After you're done with that, proceed to the next part, for it is going to be much more interesting.



In [ ]:

    
import matplotlib.pyplot as plt
import numpy as np
%matplotlib inline

# number of parallel agents and batch sequence length (frames)
N_AGENTS = 10
SEQ_LENGTH = 25

The environment we're going to use now is not a default gym env.

It was instead written from scratch in rockpaperscissors.py.

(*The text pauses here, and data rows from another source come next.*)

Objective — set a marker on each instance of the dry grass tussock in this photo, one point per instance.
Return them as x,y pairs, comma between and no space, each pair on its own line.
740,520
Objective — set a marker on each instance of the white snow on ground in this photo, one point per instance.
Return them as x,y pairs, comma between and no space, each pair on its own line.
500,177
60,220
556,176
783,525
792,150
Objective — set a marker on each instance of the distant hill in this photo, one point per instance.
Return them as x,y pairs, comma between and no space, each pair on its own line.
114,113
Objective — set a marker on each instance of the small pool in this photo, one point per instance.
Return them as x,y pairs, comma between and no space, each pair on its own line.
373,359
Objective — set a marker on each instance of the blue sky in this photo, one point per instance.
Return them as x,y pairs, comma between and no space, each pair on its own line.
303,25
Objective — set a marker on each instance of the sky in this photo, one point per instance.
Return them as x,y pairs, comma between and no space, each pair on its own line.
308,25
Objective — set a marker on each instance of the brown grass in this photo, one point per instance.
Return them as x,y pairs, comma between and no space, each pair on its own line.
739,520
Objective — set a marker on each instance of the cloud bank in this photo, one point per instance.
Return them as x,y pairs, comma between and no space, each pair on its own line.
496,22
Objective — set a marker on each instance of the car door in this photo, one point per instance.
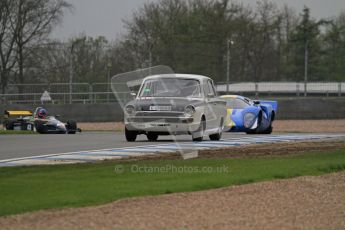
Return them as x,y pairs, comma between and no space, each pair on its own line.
215,107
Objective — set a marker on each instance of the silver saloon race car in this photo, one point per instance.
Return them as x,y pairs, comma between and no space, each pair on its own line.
172,104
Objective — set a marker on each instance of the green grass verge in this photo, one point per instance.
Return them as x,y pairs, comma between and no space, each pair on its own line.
4,132
26,189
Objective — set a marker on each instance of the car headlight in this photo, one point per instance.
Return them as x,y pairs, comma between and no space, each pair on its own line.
130,109
249,119
189,110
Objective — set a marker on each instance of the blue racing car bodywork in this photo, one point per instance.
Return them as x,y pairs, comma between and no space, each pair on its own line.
252,117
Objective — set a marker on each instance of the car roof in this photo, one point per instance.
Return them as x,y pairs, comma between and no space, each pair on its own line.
179,75
232,96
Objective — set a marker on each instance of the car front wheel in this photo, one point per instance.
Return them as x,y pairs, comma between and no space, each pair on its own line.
130,135
217,136
152,136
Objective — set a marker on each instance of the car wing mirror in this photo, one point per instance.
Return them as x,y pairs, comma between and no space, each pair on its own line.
256,102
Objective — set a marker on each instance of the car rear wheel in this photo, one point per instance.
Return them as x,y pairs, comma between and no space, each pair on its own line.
269,130
71,127
40,127
152,136
8,125
199,134
130,135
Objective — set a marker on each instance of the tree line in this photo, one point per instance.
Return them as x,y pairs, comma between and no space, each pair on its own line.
264,43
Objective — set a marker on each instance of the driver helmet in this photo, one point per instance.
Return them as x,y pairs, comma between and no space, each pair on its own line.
42,113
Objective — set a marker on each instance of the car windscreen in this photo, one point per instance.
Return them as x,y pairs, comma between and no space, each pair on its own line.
235,103
170,87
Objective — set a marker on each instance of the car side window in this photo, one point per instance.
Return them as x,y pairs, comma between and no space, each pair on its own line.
210,92
240,104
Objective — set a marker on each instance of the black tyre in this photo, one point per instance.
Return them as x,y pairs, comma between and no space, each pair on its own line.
199,134
269,130
152,136
71,127
8,125
40,127
130,135
255,131
217,136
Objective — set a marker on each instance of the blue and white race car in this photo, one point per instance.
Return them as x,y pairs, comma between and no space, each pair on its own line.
250,116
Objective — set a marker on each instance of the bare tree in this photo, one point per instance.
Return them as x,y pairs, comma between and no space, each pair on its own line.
34,20
7,42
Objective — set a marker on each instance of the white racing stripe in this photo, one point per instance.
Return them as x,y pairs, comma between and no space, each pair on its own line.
120,153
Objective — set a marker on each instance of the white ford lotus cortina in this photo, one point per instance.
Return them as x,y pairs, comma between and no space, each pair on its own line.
172,104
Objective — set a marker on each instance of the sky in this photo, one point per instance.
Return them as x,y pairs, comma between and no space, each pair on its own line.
105,17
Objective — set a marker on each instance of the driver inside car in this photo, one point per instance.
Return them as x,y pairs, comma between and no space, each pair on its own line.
41,113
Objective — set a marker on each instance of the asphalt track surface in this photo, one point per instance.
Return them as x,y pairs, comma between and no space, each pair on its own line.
91,146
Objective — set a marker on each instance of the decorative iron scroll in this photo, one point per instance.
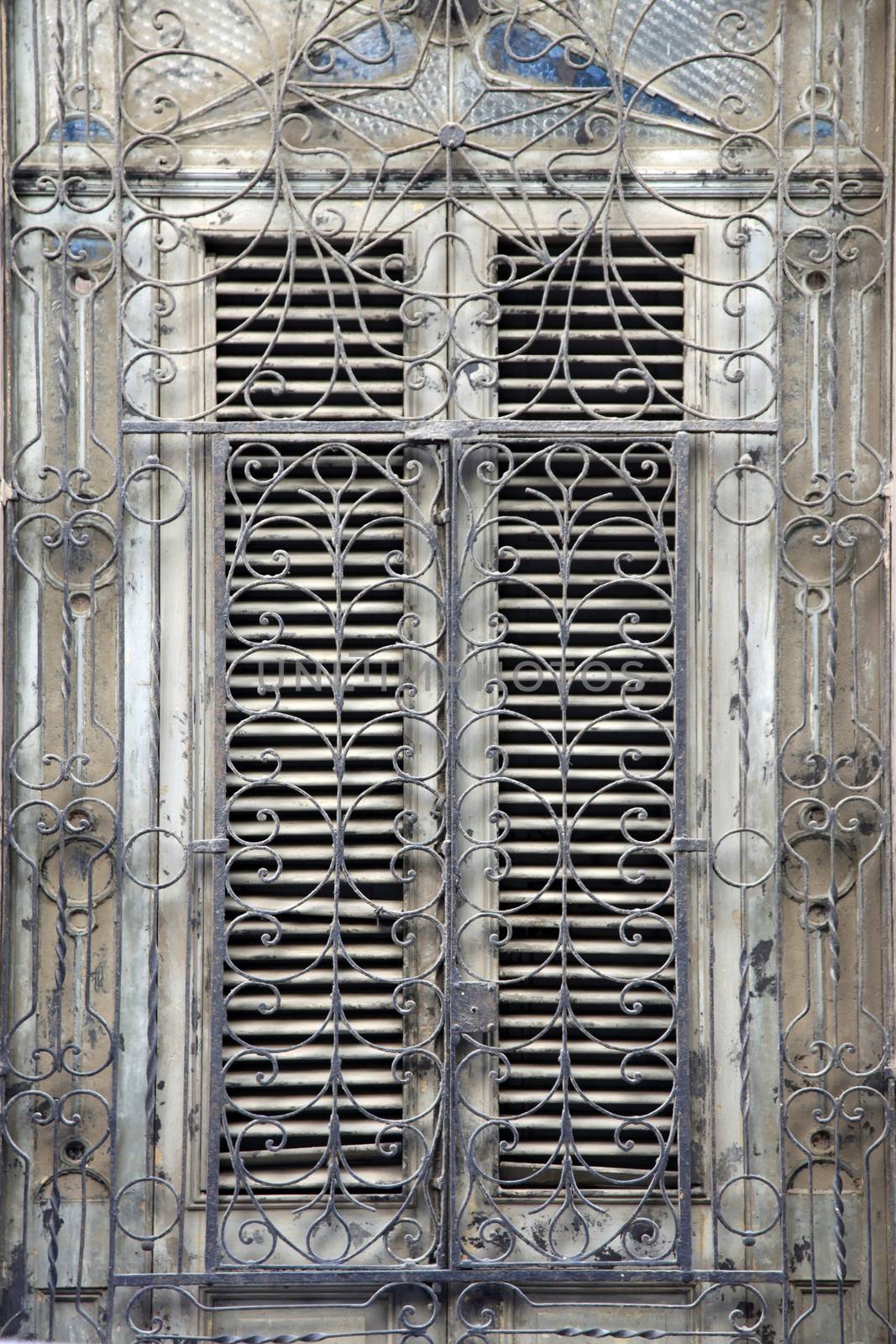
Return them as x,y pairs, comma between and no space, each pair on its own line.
535,242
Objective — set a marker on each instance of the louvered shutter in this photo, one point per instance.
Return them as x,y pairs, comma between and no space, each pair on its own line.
280,1041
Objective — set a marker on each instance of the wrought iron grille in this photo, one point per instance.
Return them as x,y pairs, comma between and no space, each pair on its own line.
446,671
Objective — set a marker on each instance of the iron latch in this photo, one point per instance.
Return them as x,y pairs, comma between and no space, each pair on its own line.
476,1005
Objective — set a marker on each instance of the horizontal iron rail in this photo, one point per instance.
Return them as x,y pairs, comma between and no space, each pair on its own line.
452,429
499,1273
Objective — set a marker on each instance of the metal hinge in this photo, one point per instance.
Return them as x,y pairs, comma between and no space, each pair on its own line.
476,1005
688,844
217,844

Morale: you can make your own gym environments easily with anything you want (including OS and the web, e.g. selenium)



In [ ]:

    
import gym
from rockpaperscissors import RockPaperScissors


def make_env():
    env = RockPaperScissors()
    return gym.wrappers.TimeLimit(env, max_episode_steps=100)


# spawn game instance
env = make_env()
observation_shape = env.observation_space.shape
n_actions = env.action_space.n

env.reset()
obs = env.step(env.action_space.sample())[0]

print obs

Basic agent setup

Here we define a simple agent that maps game images into policy with a minimalistic neural net



In [ ]:

    
# setup theano/lasagne. Prefer CPU
%env THEANO_FLAGS = device = cpu, floatX = float32

import theano
import lasagne
import theano.tensor as T
from lasagne.layers import *



In [ ]:

    
# observation
obs = InputLayer((None,)+observation_shape,)

nn = DenseLayer(obs, 32, nonlinearity=T.nnet.elu)



In [ ]:

    
from agentnet.memory import RNNCell, GRUCell, LSTMCell
<YOUR CODE>:
# Implement a recurrent agent memory by un-comemnting code below and defining h_new

#h_prev = InputLayer((None,50),name="previous memory state with 50 units")

# h_new = RNNCell(<what's prev state>,<what's input>,nonlinearity=T.nnet.elu)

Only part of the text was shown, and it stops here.